The theme for this year’s Lutheran students and friends camp was ‘the Four Loves’ of the Greek language: ‘storge’ meaning family affection, ‘philia’ meaning friendship, ‘eros’ meaning romantic love, and ‘agape’ meaning the unconditional love which God shows to us and which Christians are called to show to others.
Pastor Fraser Pearce got us started on the Saturday morning with a Bible study on the raising of Lazarus, drawing out the interplay of the four different loves throughout the story. Delving deeper, four guest speakers each shared their insights on the type of love with which they work on a daily basis. Julie Hahn shared some of the advice she gives in her role as a parental and family encourager, while Alison Rogers talked about love in Christian romantic relationships based on her experience as a marriage counsellor with Lutheran Care. Pastoral student Tom Krahling explored the views of various philosophers on the different types of friendship and what we can reasonably expect from each, and finally Pastor Wayne Boehm described the fatherly, gracious, and compassionate love of God, and the ways in which we can reflect this in our lives.
In the afternoon, after a daring and rather wet romp through the Challenge Hill obstacle course, Joanne Chamberlain from Blueprint Ministries and LCA New and Renewing churches led us in a reflective exercise on the importance of showing servant love to our neighbours in the direct physical sense – the people who live in our neighbourhoods and whom we encounter on a daily basis, and yet whom we can often be tempted to overlook in favour of the family and friends we stay in touch with online.

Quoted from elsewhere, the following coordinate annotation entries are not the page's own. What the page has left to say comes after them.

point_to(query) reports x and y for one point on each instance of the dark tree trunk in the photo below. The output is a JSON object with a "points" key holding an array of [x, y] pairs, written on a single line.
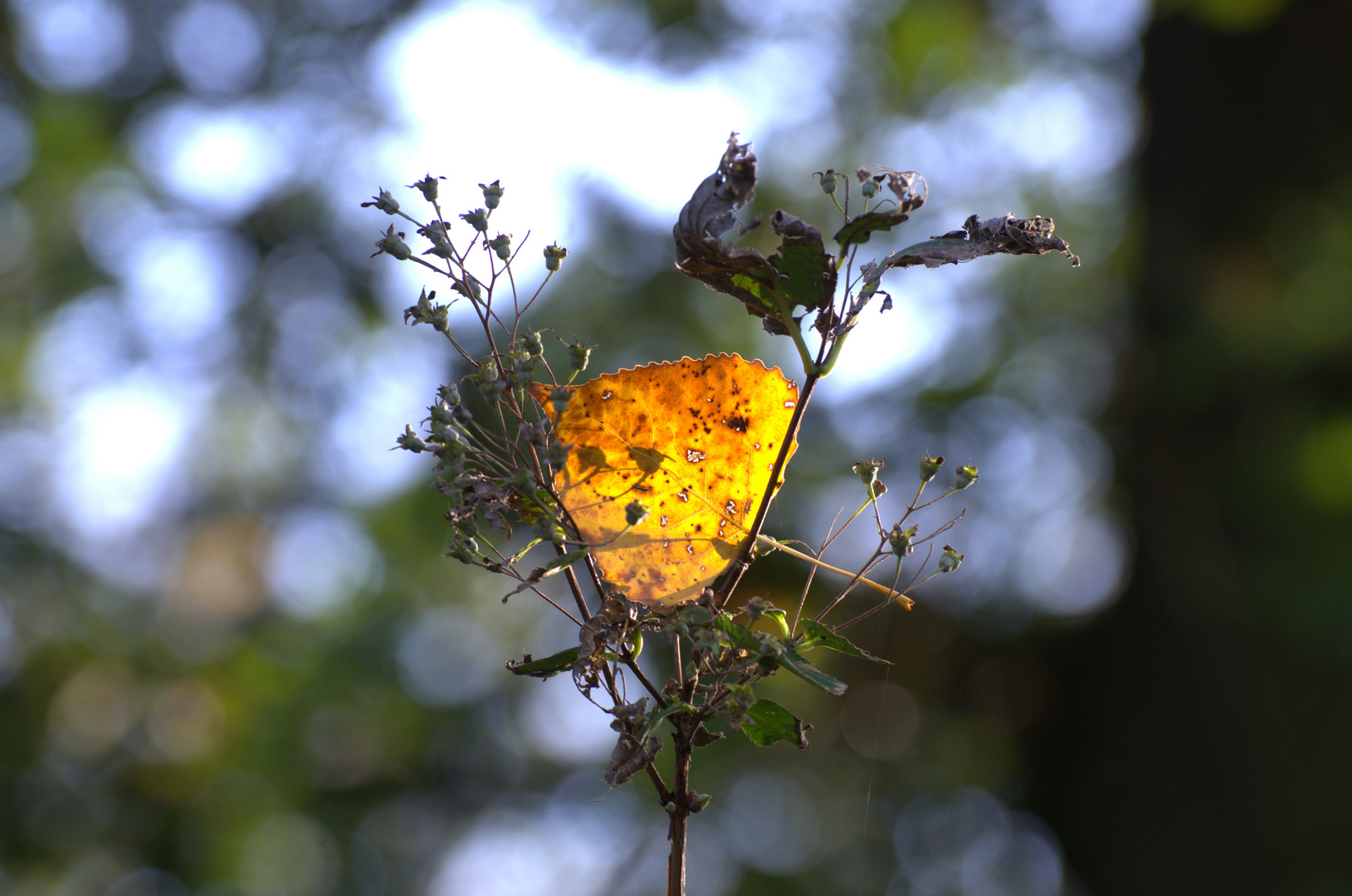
{"points": [[1202, 741]]}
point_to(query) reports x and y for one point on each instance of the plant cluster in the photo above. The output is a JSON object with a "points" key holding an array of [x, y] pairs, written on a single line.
{"points": [[506, 433]]}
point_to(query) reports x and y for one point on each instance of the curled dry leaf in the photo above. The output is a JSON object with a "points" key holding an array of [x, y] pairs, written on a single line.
{"points": [[696, 442], [802, 272]]}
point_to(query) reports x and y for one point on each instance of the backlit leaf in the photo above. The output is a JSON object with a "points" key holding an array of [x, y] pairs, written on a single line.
{"points": [[694, 441]]}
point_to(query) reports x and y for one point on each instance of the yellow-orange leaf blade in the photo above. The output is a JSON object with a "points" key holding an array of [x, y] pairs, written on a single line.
{"points": [[696, 441]]}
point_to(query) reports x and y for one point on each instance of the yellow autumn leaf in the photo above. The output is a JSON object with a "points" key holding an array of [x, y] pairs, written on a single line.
{"points": [[694, 441]]}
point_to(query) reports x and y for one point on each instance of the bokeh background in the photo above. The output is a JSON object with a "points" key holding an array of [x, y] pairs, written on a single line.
{"points": [[234, 664]]}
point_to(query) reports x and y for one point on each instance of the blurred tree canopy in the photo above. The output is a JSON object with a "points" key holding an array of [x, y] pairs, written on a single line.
{"points": [[233, 661]]}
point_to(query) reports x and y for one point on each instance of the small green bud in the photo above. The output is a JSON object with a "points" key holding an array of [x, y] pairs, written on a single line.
{"points": [[901, 539], [867, 470], [554, 256], [560, 397], [477, 219], [393, 244], [440, 412], [410, 441], [525, 369], [868, 183], [492, 389], [520, 480], [965, 476], [429, 187], [758, 607], [492, 193], [636, 513], [436, 232], [578, 356], [384, 202], [444, 433], [470, 288], [466, 550]]}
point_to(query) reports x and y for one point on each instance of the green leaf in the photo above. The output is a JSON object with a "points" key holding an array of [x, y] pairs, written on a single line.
{"points": [[806, 270], [561, 661], [795, 663], [767, 722], [739, 635], [552, 567], [819, 635], [656, 718], [857, 230]]}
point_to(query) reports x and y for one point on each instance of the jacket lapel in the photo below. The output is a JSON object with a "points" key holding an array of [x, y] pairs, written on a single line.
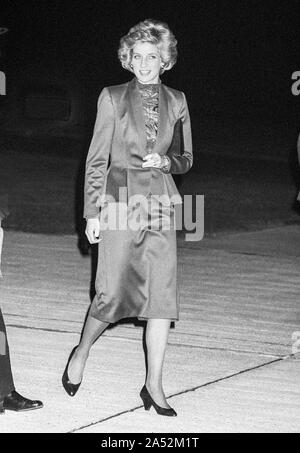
{"points": [[136, 112], [137, 115], [163, 117]]}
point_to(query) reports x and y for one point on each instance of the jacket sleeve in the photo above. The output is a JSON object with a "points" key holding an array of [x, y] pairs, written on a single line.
{"points": [[182, 161], [98, 155]]}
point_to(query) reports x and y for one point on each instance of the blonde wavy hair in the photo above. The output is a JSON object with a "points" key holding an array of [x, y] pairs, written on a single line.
{"points": [[152, 31]]}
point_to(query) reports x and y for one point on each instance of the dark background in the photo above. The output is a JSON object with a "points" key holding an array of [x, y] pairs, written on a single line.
{"points": [[235, 63], [235, 58]]}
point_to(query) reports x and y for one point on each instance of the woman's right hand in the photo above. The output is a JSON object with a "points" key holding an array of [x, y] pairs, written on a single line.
{"points": [[92, 230]]}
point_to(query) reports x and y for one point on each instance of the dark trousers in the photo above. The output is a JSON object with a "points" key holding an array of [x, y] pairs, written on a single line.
{"points": [[6, 378]]}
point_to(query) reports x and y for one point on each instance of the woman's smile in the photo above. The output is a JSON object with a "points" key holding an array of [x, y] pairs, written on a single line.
{"points": [[146, 62]]}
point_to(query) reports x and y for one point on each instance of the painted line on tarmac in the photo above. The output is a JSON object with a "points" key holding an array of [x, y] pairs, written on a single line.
{"points": [[215, 381], [186, 345]]}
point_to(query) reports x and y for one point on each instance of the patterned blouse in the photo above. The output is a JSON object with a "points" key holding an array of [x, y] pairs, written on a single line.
{"points": [[150, 95]]}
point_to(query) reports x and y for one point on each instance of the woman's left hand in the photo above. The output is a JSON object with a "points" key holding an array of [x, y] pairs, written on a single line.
{"points": [[152, 160]]}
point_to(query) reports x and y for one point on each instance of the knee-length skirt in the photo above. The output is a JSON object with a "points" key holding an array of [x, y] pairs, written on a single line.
{"points": [[137, 263]]}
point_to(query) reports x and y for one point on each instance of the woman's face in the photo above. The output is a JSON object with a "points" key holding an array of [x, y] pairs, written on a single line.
{"points": [[146, 62]]}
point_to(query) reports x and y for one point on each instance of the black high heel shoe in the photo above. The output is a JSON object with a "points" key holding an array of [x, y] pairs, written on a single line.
{"points": [[149, 401], [69, 387]]}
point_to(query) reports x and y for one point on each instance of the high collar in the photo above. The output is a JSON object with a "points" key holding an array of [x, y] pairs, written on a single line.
{"points": [[138, 114]]}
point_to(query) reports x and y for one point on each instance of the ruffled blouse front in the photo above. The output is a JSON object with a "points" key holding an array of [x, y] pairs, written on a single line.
{"points": [[150, 102]]}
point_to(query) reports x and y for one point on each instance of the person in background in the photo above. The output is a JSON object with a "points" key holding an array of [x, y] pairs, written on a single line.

Throughout there were times set aside to ask questions, share impressions, and also to discuss and pray in smaller groups. A concert by Daniel Kitson and Ebony Bedford of songs relating to love was another highlight, and the evenings involved a lot of time to relax, chat, play board and card games, eat the delicious dinners provided by Lissy who catered for us, and of course spend some time out by the bonfire. After morning worship on Sunday, a discussion of ideas for further integrating young adult programs and activities, and a last fortifying bowl of soup, campers began to set off for home – though a few intrepid souls remained behind to see which of Woodhouse’s outdoor adventure opportunities might still be running in the drizzly afternoon.